Once you've got to the notebook, if you read the markdown, you'll be prompted to download some data from the DfE. You can us this link to download the DfE data, it's the same link. Once you've downloaded it, navigate to the loaction of the zip file you downloaded in your file explorer and unzip it by double clicking it, then navigate to the folder entitled 'data'. Copy the data folder somewhere on your computer outside of the zipped file you got fromt he DfE. If it stays in the zipped file, the Notebook can't read it without some code changed. Now, navigate inside the 'data' folder. There will be a number of Excel files in here. Don't rename them. Instead, go to the navigation bar, and click it and highlight the file path taken to get to the Excel files, use ctrl+c on your keyboard to copy this filepath, or right click copy.
You'll now have the filepath saved to your clipboard, you'll need to input this into the code so that the Notebook knows where to look for the DfE data. Navigate to the cell seen in the image below and delete the highlighted text, then paste your filepath in there, ensuring you don't delete the quote marks or the r.

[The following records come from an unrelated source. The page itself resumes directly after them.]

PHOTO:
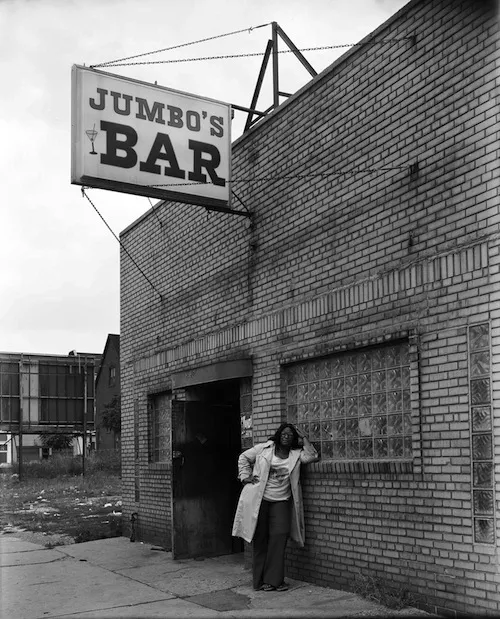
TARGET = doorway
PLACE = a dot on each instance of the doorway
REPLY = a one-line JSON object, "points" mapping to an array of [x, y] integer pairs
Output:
{"points": [[206, 443]]}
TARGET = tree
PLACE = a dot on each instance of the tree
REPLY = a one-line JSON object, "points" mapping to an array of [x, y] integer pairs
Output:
{"points": [[57, 442], [111, 418]]}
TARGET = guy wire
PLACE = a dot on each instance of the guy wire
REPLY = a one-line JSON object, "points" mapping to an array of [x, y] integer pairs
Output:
{"points": [[121, 244]]}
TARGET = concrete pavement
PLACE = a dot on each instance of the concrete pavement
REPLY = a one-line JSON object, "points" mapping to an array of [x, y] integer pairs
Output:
{"points": [[115, 578]]}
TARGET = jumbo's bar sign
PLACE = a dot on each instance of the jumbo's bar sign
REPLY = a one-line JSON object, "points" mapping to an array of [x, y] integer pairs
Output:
{"points": [[134, 137]]}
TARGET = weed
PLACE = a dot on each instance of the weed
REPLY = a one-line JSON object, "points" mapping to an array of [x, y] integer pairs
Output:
{"points": [[61, 464], [375, 589]]}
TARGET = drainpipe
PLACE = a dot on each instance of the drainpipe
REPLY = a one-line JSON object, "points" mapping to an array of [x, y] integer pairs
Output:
{"points": [[133, 519]]}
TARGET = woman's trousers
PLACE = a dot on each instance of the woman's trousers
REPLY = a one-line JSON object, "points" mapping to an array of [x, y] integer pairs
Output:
{"points": [[269, 543]]}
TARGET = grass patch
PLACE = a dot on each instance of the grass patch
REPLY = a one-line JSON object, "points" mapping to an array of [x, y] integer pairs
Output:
{"points": [[376, 590], [62, 503]]}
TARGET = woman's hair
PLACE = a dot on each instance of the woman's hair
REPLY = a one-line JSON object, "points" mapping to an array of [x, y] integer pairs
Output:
{"points": [[277, 434]]}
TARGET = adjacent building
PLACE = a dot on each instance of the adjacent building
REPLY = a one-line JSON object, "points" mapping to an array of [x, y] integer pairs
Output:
{"points": [[107, 392], [45, 394], [361, 301]]}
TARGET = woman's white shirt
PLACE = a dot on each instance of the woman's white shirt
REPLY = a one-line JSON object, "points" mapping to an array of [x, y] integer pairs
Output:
{"points": [[278, 483]]}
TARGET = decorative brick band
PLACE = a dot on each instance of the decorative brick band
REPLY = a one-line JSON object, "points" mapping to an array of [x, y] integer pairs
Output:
{"points": [[423, 273]]}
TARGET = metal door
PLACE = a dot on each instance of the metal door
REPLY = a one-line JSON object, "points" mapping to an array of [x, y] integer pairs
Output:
{"points": [[204, 470]]}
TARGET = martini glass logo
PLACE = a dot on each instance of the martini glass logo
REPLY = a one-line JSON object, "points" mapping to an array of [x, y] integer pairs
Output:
{"points": [[92, 134]]}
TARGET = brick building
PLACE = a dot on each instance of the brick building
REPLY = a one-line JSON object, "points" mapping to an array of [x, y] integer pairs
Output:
{"points": [[360, 300]]}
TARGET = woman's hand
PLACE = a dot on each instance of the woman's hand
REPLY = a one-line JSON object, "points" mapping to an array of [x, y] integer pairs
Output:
{"points": [[301, 434]]}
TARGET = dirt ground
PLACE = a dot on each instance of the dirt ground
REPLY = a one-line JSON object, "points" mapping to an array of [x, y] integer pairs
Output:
{"points": [[60, 512]]}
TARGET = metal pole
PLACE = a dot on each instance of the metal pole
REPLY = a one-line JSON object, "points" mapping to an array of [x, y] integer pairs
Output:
{"points": [[84, 414], [20, 454], [276, 89]]}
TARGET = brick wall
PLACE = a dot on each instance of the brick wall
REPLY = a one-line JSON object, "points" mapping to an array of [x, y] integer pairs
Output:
{"points": [[337, 257]]}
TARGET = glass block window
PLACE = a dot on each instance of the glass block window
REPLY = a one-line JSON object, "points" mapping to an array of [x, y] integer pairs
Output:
{"points": [[354, 405], [483, 495], [160, 417]]}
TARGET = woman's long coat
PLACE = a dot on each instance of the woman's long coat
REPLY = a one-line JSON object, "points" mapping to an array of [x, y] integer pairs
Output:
{"points": [[257, 461]]}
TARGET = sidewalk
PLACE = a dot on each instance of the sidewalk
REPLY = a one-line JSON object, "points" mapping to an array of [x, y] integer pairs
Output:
{"points": [[115, 578]]}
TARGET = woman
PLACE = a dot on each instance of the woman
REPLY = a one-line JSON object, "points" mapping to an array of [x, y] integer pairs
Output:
{"points": [[270, 506]]}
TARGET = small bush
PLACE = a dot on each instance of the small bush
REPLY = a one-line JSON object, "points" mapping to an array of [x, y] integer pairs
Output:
{"points": [[374, 589]]}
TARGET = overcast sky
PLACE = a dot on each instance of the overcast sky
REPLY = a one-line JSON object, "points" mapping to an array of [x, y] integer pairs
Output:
{"points": [[59, 274]]}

The finished code should look something like this:
os.chdir(r"YOUR FILEPATH HERE")
Once that's done, the whole notebook should be ready to be run. A few buttons to the right of the Run button is a button that looks like a fast-forward button, this is button restarts the kernel and runs all cells. If you've done everything right, if you hit this button and wait a few seconds and scroll down, you'll see some data printouts and some graphs. If you download and complete the Day to day Children's Services Python worksheet (not the answers version), this is what you'll learn to make.